Work began in 2009 and was supposed to finish in 2018. But what Mr Wild called the “huge complexity” of its signalling system threw the project’s timetable into disarray, and the cost ended up spiralling from £14.8 billion to about £19 billion.
At the time, this sparked debate as to whether Britain would ever be capable of producing major infrastructure projects on time and on budget.
The line is 118 kilometres long, but won’t be fully joined up for another few months.
But Mr Wild said the challenge was all in the cutting-edge digital and signalling aspects of the project.
He said the tunnelling and construction had been completed largely on schedule, despite having to navigate existing Tube lines, skyscraper foundations and London’s plethora of archaeology – including the discovery of 3000 bodies near Liverpool Street station, in the eerily monikered Bedlam Burial Grounds.
“The civil engineering went very well. Fundamentally what went wrong was dealing with the immense digital complexity,” he told a press briefing.
The line’s bespoke signalling had to interact with several existing systems, and it had to negotiate both surface and tunnel travel, with trains swapping between the systems while travelling at high speed.
‘Brain drain’ to Australia
Mr Wild, who worked at Public Transport Victoria as a project director and then CEO from 2012 to 2015, said the Melbourne project would likely be grappling with similar challenges.
Now that Crossrail was finished, he said, many of its experts were likely to end up working on the Australian projects as they reached that same critical juncture.
“A lot of my team are going to work in Melbourne and Sydney. There’s a brain drain going on,” he said.
He had hoped to keep the team together to start work on Crossrail 2, a new line connecting the capital’s north-east and south-west, but that one has not yet got off the drawing board.
The Queen makes a rare public foray to inaugurate the new London Tube line named in her honour. AP
Prime Minister Boris Johnson’s government is focusing its infrastructure efforts outside London, with a so-called “levelling up” agenda that focuses on disadvantaged and under-serviced parts of northern England.

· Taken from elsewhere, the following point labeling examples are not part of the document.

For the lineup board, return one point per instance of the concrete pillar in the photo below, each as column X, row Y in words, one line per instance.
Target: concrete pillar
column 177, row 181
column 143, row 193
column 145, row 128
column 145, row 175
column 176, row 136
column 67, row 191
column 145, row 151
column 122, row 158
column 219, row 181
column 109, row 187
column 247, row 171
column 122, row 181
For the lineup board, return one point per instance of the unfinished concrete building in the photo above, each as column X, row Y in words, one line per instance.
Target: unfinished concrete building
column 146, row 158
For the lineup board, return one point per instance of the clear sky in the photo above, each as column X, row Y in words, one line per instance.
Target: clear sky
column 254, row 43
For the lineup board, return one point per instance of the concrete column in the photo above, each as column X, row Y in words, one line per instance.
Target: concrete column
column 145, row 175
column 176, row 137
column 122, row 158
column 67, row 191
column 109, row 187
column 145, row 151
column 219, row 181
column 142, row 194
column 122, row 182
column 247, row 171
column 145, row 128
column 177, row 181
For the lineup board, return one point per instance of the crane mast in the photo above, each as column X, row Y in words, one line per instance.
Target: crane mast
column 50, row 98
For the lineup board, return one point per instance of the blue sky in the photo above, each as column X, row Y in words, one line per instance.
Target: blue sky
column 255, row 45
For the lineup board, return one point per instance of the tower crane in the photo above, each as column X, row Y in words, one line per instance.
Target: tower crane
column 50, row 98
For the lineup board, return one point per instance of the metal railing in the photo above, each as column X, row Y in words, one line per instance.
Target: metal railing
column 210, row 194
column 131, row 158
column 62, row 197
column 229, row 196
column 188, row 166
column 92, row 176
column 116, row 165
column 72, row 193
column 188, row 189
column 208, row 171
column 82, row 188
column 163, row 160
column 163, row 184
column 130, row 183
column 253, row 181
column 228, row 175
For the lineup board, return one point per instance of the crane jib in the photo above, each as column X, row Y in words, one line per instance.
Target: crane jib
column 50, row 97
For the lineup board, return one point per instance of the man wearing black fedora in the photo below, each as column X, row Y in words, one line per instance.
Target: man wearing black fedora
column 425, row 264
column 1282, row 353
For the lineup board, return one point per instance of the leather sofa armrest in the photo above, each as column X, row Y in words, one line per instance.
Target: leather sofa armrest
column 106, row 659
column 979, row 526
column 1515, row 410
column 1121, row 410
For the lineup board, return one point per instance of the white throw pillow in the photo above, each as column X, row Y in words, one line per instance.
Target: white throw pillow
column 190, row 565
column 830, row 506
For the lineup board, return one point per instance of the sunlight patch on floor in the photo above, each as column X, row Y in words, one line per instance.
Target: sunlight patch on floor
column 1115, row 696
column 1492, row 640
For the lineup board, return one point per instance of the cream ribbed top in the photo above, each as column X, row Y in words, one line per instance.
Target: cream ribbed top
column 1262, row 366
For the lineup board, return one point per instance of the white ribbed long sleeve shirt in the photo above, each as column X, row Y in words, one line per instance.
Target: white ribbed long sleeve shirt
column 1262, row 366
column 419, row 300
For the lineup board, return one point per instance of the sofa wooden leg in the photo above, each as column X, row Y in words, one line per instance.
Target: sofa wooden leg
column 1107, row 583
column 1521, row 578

Voters in these areas defected en masse from Labour to Mr Johnson’s Conservative Party at the December 2019 election.
Alexander Jan – who chairs a local business lobby group in the central London district that hosts what will be the Elizabeth Line’s busiest station, Farringdon – said it was difficult to get new projects off the ground in the capital.
He said governance of public transport was more centralised at national level in England, whereas in the US and Australia it was a state-level responsibility. Also, the network operator Transport for London was unusually dependent on fare revenue, rather than public subsidy.
TfL’s fare revenue plummeted during the COVID-19 lockdowns, and the organisation has been in protracted talks with Mr Johnson’s government over a bailout and a long-term funding plan.
But all that will be forgotten, at least briefly, as trainspotters queue up on Tuesday morning for their first ride on the sleek new trains. Even the ailing Queen was tempted out for a rare public appearance, to see the line named in her honour.